African, Asian and Latin American countries have supported Sudan’s request to end the mandate of the independent expert, while European countries highlighted continued human rights challenges in the Sudan.

The United Kingdom supported the recommendations of the independent experts and called for their implementation as an immediate priority.

While Denmark called on Sudan to ratify the Convention against Torture, France said it was concerned that violations of the rights of women and children continue. The Netherlands and Australia denounced the continuing restrictions on freedom of expression and assembly.

For its part, Germany called for the speedy implementation of the recommendations, especially those calling for the abolition of the constitutional amendments of 2015, which gave the National Intelligence and Security Services the right to arrest and detain.

The United Nations independent expert on the situation of human rights in Sudan, Aristide Nononsi, affirmed on Wednesday in September that the government supports his recommendation to establish the Office of the High Commissioner for Human Rights in Khartoum.

Nononsi told the Human Rights Council that he held a meeting on Tuesday with Sudanese government officials at the Sudanese embassy in Geneva to discuss the human rights situation in Sudan and the recommendations he made to the Council.

He said: the meeting highlighted the need to establish an appropriate legal and institutional framework including the reform of security services and democratic reforms, “which is the key step needed to be taken by the government”. “That should take place in collaboration with the international community,” he added

It is expected that a final resolution of the Council will be issued on the status of human rights in the Sudan during the few coming days.

For their part, Sudanese officials have affirmed their full support to the recommendation of the independent expert with regard to the establishment of an Office for the High Commissioner of Human Rights in Khartoum.
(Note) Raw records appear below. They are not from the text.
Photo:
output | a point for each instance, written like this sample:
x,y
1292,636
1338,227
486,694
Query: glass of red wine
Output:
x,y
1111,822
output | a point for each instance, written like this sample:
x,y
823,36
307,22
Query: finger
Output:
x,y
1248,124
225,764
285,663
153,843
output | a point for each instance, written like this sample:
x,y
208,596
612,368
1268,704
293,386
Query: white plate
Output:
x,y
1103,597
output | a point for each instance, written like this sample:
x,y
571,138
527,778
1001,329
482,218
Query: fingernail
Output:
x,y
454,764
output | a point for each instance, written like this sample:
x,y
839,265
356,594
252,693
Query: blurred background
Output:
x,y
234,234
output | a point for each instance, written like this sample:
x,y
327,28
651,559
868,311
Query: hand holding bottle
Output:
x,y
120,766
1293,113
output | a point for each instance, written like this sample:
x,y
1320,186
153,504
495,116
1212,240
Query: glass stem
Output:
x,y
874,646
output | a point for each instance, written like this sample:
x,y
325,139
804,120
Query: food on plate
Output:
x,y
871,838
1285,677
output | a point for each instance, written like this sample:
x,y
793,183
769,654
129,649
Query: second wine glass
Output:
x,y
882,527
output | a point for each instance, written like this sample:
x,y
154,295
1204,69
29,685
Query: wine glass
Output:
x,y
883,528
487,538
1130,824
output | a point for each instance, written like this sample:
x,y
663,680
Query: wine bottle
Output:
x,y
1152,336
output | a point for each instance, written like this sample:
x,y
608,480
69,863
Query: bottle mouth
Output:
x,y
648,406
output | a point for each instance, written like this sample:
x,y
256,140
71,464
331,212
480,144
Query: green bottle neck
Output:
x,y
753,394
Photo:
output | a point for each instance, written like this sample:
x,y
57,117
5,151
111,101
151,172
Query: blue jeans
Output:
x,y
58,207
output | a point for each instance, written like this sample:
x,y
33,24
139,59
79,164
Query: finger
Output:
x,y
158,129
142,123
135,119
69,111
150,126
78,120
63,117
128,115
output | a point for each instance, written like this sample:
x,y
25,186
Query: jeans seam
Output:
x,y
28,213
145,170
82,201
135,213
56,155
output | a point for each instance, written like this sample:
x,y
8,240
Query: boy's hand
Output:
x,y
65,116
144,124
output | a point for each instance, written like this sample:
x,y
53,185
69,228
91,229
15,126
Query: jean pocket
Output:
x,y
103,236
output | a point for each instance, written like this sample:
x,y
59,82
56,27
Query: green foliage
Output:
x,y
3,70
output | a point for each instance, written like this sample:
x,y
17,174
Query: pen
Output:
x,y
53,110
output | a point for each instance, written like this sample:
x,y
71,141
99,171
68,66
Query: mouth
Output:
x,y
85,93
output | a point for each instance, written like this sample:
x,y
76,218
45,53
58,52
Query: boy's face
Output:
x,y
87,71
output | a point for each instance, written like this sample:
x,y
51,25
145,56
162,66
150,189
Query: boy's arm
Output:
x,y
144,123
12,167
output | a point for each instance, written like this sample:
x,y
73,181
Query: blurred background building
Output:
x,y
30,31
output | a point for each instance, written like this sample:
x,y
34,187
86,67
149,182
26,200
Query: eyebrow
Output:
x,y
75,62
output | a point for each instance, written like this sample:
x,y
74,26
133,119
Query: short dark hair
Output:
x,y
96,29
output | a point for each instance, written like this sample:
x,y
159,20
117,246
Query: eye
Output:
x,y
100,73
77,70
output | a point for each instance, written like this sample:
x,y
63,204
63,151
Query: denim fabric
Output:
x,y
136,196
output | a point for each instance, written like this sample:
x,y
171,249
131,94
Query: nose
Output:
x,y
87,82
According to Nononsi, the Sudanese Government has agreed to the deployment of a technical mission to discuss technical cooperation with the Government and the civil society.

The mission was expected to begin its work in the first week of the current month of November, and will inform us on the urgent and important requirements for the improvement of the status of human rights in the country.

According to official SUNA News Agency, the meeting was attended by the Justice Minister, Mr. Mohamed Ahmed Salim, Sudanese Ambassador to Geneva, Mustafa Osman Ismail, permanent representative of the UN High Commission for Refugees, Rapporteur of the Advisory Council of Human Rights Mr.Tariq Mubarak and Director of the Directorate of Human Rights at the Ministry of Foreign Affairs Ambassador Rahma Saleh Al Obeid.

According to Sudan Tribune, the opposition alliance sent a delegation to Geneva to pressure various members of the United Nations High Commissioner for Human Rights in Geneva to condemn the “gross human rights violations” committed by the government.

The Coalition called for the appointment of a Special Rapporteur on Human Rights in Sudan, saying such a mandate would be the appropriate mechanism for special measures in Sudan.

Another draft resolution on the Sudan provides for maintaining the independent expert in his post until the establishment of the Office of the United Nations High Commissioner for Human Rights.

The Constitution guarantees all fundamental rights and freedoms. Sudan is a party to many international human rights instruments and covenants. Compliance with those conventions, the constitution and the relevant laws, in practice, is the reflection of respect for human rights.